Biennale di Venezia senza pace: dopo il blitz di ieri, le Pussy Riot sono tornate in azione tentando di raggiungere Piazza San Marco, ma sono state bloccate dalle forze dell’ordine. Le rappresenanti del collettivo femminista russo, supportato da quello ucraino Femen, si sono radunate nel piazzale della chiesa di San Moisè, e da qui si sono dirette verso la celebre piazza della Serenissima: la loro corsa è stata interrotta dopo circa una trentina di metri dall’intervento di un cordione di polizia che è riuscito a intercettarle nelle immediate vicinanze di Cà Giustinian, palazzo ubicato nel sestiere di San Marco e affacciato sul Canal Grande, dove ha sede la Fondazione della Biennale.

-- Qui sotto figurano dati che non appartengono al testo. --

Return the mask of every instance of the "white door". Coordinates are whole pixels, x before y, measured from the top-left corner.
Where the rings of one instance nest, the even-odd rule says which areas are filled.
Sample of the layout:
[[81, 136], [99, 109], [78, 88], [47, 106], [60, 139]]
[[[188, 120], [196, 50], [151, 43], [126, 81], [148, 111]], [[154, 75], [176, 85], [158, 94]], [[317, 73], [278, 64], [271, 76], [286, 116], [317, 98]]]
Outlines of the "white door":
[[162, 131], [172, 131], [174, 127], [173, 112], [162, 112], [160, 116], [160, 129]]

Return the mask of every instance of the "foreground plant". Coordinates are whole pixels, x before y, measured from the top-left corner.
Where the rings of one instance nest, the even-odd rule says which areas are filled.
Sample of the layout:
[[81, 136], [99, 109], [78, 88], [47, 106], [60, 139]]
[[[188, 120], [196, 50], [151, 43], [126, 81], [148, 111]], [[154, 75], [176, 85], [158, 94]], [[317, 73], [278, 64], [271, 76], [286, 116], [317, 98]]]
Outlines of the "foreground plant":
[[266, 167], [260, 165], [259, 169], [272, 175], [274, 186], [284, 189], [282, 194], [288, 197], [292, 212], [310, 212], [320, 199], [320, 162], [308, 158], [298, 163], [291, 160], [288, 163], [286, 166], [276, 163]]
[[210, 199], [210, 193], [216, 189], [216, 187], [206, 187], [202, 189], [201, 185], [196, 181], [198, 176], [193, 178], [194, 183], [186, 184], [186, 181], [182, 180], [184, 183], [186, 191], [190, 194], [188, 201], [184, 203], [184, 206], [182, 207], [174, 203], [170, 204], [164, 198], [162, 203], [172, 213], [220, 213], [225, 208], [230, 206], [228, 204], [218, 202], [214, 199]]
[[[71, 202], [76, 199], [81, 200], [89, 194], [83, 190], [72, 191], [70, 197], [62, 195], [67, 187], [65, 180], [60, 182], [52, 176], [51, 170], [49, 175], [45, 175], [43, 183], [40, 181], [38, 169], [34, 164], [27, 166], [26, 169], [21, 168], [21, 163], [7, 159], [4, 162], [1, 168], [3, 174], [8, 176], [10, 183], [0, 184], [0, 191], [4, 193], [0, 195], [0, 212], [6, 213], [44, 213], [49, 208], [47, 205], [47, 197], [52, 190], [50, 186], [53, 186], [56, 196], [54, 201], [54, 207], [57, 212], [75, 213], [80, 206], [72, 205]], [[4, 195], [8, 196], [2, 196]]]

A questo punto la leader delle Pussy Riot Nadya Tolokonnikova è entrata all’interno dell’edificio, con l’obiettivo di essere ricevuta dal presidente Pietrangelo Buttafuoco. Dal momento che quest’ultimo era fuori sede per via di un impegno all’Arsenale, la donna è stata accolta da un funzionario della Fondazione, che le avrebbe consigliato di inviare un’e-mail contenente il suo numero di telefono per poter essere successivamente ricontattata dal presidente.